Following debate on H.R. 1, the so-called "stimulus" bill, the Democrat conference committee stripped a Senate-passed provision which would have prevented the $165 million in AIG bonuses.  The conference committee removed an amendment sponsored by Senators Olympia Snowe (R-ME) and Ron Wyden (D-OR) that would have forced any TARP recipient to repay any bonus paid in excess of $100,000, or face a 35% excise tax on any TARP funds that were not immediately paid back to the Treasury.   In fact, the $165 million in AIG bonuses were made possible by a provision to the "stimulus" added by Sen. Chris Dodd (D-CT), which stated that provisions limiting compensation payments would not apply to "any bonus payment required to be paid pursuant to a written employment contract executed on or before February 11, 2009."

In the dissenting views that accompany House Report 111-064, Republicans on the Financial Services Committee point out that the Minority has been strongly opposed to excessive bonuses and compensation for executives at companies which have received taxpayer bailouts-especially at institutions such as AIG, which has received or been pledged a staggering $173 billion from the taxpayers.  The dissenting views also note that it was the addition of the Dodd amendment in the final hours before the vote on H.R. 1 that allowed the AIG bonuses to occur.  According to the dissenting views, "H.R. 1664 is an effort to cover the Democratic Majority's tracks, and ‘change the subject' from the administration's failure to exercise adequate oversight of the taxpayer dollars expended to prop up AIG."
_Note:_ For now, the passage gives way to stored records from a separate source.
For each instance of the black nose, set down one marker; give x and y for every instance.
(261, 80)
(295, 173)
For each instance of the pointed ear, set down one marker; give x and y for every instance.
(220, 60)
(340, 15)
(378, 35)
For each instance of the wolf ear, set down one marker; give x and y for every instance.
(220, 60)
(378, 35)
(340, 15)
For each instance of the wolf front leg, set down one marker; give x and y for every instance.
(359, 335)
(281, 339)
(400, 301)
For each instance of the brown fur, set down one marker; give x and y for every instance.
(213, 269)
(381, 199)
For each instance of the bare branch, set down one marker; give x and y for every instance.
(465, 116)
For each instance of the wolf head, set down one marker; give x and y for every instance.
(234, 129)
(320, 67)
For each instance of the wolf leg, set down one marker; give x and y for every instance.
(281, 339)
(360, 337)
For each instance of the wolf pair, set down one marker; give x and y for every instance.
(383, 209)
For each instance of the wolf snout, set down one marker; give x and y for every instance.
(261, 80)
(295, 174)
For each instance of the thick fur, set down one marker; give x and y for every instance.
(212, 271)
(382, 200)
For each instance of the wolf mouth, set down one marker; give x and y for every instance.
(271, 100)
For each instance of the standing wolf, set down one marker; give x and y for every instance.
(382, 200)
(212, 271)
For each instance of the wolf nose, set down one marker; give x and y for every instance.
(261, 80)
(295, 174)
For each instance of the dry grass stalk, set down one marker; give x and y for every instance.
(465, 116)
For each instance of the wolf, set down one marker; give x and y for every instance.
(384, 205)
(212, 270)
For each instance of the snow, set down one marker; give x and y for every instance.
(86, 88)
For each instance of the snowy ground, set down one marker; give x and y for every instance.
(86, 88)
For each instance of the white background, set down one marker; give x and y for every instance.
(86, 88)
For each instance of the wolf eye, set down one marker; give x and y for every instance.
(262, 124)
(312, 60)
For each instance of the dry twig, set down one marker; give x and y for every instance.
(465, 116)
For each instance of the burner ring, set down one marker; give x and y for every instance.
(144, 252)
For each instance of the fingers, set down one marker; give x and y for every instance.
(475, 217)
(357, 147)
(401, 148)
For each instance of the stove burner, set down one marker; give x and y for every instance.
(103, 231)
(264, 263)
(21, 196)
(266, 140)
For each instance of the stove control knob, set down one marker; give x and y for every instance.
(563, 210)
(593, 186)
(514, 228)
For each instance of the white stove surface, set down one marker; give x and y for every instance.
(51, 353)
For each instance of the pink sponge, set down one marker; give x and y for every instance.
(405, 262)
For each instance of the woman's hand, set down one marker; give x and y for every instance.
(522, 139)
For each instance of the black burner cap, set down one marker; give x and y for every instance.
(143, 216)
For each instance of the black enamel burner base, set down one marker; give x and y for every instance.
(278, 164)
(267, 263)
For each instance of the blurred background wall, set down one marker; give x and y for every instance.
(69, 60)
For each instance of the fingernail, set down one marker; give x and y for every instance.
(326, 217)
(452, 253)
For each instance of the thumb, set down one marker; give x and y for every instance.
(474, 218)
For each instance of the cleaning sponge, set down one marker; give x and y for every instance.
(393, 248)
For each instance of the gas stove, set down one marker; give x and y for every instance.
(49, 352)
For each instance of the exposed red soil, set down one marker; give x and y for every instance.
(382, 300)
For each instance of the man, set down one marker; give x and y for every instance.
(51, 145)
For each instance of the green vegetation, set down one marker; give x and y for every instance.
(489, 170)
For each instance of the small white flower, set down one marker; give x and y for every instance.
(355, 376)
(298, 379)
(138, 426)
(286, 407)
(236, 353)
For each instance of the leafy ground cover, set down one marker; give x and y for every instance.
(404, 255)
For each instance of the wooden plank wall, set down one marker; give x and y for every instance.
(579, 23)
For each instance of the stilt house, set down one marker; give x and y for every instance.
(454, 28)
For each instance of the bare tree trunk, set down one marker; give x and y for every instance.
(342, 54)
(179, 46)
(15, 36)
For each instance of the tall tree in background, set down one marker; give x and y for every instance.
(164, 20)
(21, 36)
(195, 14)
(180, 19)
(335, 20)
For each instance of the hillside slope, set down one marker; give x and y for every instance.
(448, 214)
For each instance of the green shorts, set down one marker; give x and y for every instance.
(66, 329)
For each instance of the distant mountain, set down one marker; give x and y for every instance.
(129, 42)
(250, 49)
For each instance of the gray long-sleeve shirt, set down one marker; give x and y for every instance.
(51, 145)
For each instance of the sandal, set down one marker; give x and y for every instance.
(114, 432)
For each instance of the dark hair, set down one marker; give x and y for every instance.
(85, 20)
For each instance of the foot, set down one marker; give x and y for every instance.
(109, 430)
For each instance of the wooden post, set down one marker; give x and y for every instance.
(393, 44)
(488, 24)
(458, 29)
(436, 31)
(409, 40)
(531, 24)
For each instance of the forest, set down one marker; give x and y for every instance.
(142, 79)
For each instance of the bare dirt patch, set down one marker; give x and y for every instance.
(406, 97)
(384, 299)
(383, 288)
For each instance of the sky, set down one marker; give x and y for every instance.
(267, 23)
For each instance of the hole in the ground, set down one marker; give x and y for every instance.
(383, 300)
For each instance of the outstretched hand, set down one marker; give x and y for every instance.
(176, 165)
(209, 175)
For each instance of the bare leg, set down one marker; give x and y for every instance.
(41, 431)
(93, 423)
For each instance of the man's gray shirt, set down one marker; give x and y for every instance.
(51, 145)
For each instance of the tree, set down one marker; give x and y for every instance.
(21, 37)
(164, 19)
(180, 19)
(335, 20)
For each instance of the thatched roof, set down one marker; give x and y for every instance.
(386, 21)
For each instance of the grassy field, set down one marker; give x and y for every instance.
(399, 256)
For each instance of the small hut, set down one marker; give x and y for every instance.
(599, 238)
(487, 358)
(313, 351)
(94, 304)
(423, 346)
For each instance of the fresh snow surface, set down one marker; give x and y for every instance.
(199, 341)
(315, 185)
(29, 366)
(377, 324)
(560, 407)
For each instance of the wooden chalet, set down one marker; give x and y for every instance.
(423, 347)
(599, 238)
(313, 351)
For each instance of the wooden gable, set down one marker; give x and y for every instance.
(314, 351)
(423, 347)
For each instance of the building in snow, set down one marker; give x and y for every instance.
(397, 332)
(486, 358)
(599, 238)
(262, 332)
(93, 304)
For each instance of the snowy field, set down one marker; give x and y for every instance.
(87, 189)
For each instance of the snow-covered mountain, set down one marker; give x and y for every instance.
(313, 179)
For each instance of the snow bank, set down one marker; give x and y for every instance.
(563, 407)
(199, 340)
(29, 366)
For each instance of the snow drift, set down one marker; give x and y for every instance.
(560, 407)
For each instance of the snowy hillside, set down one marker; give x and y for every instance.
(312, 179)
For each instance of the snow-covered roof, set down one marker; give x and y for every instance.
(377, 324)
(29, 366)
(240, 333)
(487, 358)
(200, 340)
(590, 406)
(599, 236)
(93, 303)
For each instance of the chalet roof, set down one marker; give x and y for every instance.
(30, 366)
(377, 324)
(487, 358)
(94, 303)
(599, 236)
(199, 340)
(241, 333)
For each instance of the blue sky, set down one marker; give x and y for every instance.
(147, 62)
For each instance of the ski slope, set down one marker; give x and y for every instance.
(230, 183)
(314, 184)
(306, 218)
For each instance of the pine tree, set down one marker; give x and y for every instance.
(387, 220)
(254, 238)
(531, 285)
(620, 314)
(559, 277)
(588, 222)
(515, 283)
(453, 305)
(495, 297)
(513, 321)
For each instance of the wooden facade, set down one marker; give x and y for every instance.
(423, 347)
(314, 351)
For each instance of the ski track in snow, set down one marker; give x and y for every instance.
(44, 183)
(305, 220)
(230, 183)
Some Members may be concerned that H.R. 1664 further increases the government's role in the everyday decisions of TARP recipients rather than moving the federal government toward an exit strategy from the cycle of bailouts and private-sector entanglements.  In addition, Members have raised concerns that the legislation is too broadly applied to small TARP recipients and abdicates too much Congressional responsibility to the Secretary of Treasury.  In light of these concerns, Ranking Member Bachus (R-AL) and other Members of the Financial Services Committee are opposed to the legislation.


According to CBO, H.R. 1664 would have no significant impact on the federal budget. However, H.R. 1664 would impose a private sector mandate by restricting the compensation of employees of institutions that have received TARP funds. Because the cost of the mandate would be determined by the Secretary of Treasury at a later date, CBO cannot determine if the private sector mandate would exceed the threshold established in the Unfunded Mandate Reform Act for private-sector mandates ($139 million in 2009, adjusted annually for inflation).